- Intrusions have been detected in Guam’s electrical infrastructure.
- The moves have all the hallmarks of a Volt Typhoon campaign.
- However, not everyone on Guam is convinced of the threat.
New reports have claimed that the notorious Chinese hacking group Volt Typhoon is targeting the critical infrastructure of the small island nation of Guam, seeking to disrupt and sabotage services in the region.
Bloomberg’s findings say that the hackers are allegedly targeting the GPA (Guam Power Authority) in particular to wreak havoc.
Guam is a small island with a population of less than 200,000, but it is also home to a large US military base. The base occupies just over a third of the island and provides a strategically significant foothold in the region, with geographical proximity to China undoubtedly a factor in its operations and vulnerability.
Everything, everywhere, everything at once
The report uncovered an incredibly discrete infiltration, to the point that detection was only through small anomalies such as irregular login patterns, with Volt Typhoon being the prime suspect.

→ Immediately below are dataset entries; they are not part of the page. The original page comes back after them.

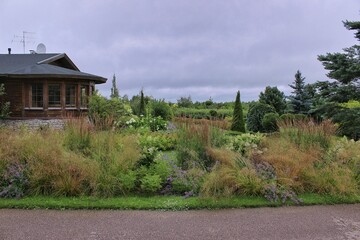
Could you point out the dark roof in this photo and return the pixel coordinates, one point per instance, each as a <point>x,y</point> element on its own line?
<point>42,65</point>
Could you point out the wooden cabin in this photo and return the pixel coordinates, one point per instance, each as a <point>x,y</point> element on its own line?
<point>45,86</point>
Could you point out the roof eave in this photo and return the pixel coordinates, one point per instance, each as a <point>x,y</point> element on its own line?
<point>96,79</point>
<point>57,57</point>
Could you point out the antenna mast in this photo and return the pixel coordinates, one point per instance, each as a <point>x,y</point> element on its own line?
<point>27,37</point>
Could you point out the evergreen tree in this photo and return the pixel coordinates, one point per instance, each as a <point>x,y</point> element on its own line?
<point>275,98</point>
<point>114,89</point>
<point>238,123</point>
<point>345,69</point>
<point>300,101</point>
<point>142,110</point>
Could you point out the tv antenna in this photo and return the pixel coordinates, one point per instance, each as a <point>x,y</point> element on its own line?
<point>27,37</point>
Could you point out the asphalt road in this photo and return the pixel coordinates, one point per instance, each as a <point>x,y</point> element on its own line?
<point>314,222</point>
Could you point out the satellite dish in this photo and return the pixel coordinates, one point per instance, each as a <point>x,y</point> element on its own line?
<point>41,48</point>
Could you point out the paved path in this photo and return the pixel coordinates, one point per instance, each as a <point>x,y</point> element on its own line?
<point>315,222</point>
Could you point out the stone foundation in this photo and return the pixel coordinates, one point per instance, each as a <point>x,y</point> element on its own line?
<point>34,124</point>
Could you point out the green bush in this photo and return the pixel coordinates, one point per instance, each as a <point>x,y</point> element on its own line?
<point>159,108</point>
<point>203,113</point>
<point>107,113</point>
<point>150,183</point>
<point>127,181</point>
<point>193,140</point>
<point>238,123</point>
<point>269,122</point>
<point>255,116</point>
<point>244,143</point>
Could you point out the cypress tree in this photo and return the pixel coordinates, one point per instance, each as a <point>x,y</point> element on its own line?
<point>142,104</point>
<point>114,89</point>
<point>238,123</point>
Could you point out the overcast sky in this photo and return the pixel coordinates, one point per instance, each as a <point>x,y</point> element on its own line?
<point>174,48</point>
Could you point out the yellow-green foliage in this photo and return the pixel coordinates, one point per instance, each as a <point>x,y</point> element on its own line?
<point>351,104</point>
<point>228,178</point>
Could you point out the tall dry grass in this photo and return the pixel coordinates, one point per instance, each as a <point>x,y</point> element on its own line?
<point>307,133</point>
<point>193,139</point>
<point>77,161</point>
<point>228,178</point>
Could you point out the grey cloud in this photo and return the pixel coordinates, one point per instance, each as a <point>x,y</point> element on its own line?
<point>203,48</point>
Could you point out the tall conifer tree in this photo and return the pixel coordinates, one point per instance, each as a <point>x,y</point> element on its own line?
<point>114,89</point>
<point>238,123</point>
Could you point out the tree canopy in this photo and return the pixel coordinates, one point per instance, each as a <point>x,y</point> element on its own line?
<point>275,98</point>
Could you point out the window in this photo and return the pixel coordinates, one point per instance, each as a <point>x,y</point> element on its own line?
<point>37,95</point>
<point>70,96</point>
<point>54,95</point>
<point>84,93</point>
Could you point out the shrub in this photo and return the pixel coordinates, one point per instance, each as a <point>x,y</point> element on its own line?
<point>14,183</point>
<point>150,183</point>
<point>227,178</point>
<point>238,123</point>
<point>106,113</point>
<point>192,142</point>
<point>220,182</point>
<point>77,135</point>
<point>306,133</point>
<point>269,122</point>
<point>159,108</point>
<point>244,143</point>
<point>187,181</point>
<point>255,116</point>
<point>127,181</point>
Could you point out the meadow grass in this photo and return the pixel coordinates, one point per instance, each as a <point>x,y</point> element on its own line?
<point>169,203</point>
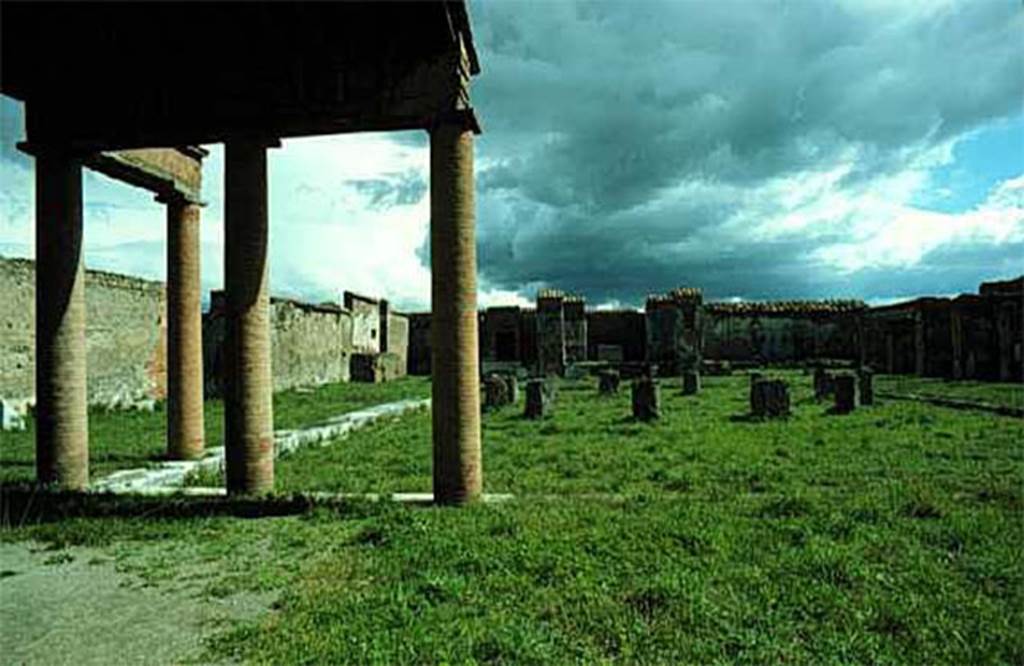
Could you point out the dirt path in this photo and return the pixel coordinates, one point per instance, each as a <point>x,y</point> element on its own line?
<point>73,607</point>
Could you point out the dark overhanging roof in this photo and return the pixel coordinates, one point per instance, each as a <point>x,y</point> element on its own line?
<point>115,75</point>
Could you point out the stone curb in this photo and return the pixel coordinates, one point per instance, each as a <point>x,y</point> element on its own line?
<point>1001,410</point>
<point>169,476</point>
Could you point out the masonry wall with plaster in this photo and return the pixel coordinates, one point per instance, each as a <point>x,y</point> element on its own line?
<point>125,335</point>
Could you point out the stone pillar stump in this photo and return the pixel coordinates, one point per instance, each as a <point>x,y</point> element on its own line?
<point>691,382</point>
<point>496,392</point>
<point>847,393</point>
<point>865,381</point>
<point>646,400</point>
<point>607,382</point>
<point>539,400</point>
<point>770,399</point>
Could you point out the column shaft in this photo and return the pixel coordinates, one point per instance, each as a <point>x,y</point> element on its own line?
<point>457,470</point>
<point>61,419</point>
<point>248,399</point>
<point>184,333</point>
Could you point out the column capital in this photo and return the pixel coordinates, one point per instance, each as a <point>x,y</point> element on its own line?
<point>254,139</point>
<point>466,118</point>
<point>177,197</point>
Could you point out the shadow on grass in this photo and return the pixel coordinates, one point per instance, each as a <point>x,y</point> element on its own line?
<point>747,417</point>
<point>27,504</point>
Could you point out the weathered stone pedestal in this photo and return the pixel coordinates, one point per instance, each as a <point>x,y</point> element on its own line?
<point>646,400</point>
<point>769,399</point>
<point>607,382</point>
<point>513,384</point>
<point>847,393</point>
<point>824,383</point>
<point>496,392</point>
<point>865,381</point>
<point>691,382</point>
<point>538,400</point>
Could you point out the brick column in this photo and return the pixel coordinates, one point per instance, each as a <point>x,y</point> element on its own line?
<point>455,366</point>
<point>248,380</point>
<point>184,331</point>
<point>61,419</point>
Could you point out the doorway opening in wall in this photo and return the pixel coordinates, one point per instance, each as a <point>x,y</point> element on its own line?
<point>506,345</point>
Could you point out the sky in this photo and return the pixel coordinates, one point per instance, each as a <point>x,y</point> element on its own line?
<point>757,150</point>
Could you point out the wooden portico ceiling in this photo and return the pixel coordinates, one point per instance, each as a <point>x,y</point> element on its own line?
<point>112,76</point>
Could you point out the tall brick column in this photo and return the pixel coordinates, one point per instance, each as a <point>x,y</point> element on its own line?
<point>184,331</point>
<point>61,419</point>
<point>455,366</point>
<point>248,399</point>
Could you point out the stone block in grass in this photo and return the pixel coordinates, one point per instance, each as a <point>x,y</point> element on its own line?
<point>607,382</point>
<point>496,392</point>
<point>769,399</point>
<point>847,393</point>
<point>824,383</point>
<point>646,400</point>
<point>539,399</point>
<point>691,382</point>
<point>865,382</point>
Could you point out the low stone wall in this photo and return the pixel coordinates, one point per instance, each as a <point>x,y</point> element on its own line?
<point>309,344</point>
<point>125,335</point>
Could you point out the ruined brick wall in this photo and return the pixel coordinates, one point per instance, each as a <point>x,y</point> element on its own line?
<point>664,323</point>
<point>309,344</point>
<point>527,347</point>
<point>551,332</point>
<point>576,329</point>
<point>125,335</point>
<point>366,323</point>
<point>675,329</point>
<point>418,361</point>
<point>782,332</point>
<point>397,341</point>
<point>624,329</point>
<point>501,334</point>
<point>891,340</point>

The GPA is the island’s only electric company, but the US Navy is its largest customer, as it will consume 20% of the power it generated in 2023.
The island’s critical infrastructure is primarily managed by private companies, so investigating and addressing intrusions is not always straightforward.
Not everyone on the island is convinced of the threat either, and the technical director of some 40 Guam government agencies, Frank Lujan, denied seeing any evidence of compromise, calling it the “Typhoon Volt illusion.”
In early 2024, Jen Easterly, director of the Cybersecurity and Infrastructure Security Agency (CISA), told Congress that Chinese hackers are evolving their attacks on American infrastructure to enable “destructive attacks” against American citizens in the event of an important conflict.
This is “not theoretical,” Easterly says, and Chinese threat actors like Volt Typhoon are developing the ability to cut telecommunications, disrupt pipelines, contaminate water facilities, and paralyze transportation, all to incite “social chaos.” and endanger American lives. The goal of these attacks would be to end “everything, everywhere, at once.”
China has always vehemently denied these claims, calling them baseless and even going so far as to accuse Volt Typhoon of being a CIA asset.
This is not the first Volt Typhoon campaign discovered recently, with reports from early 2024 confirming that the group had compromised US critical infrastructure networks and maintained access for at least five years, in a massive campaign. of cyberespionage.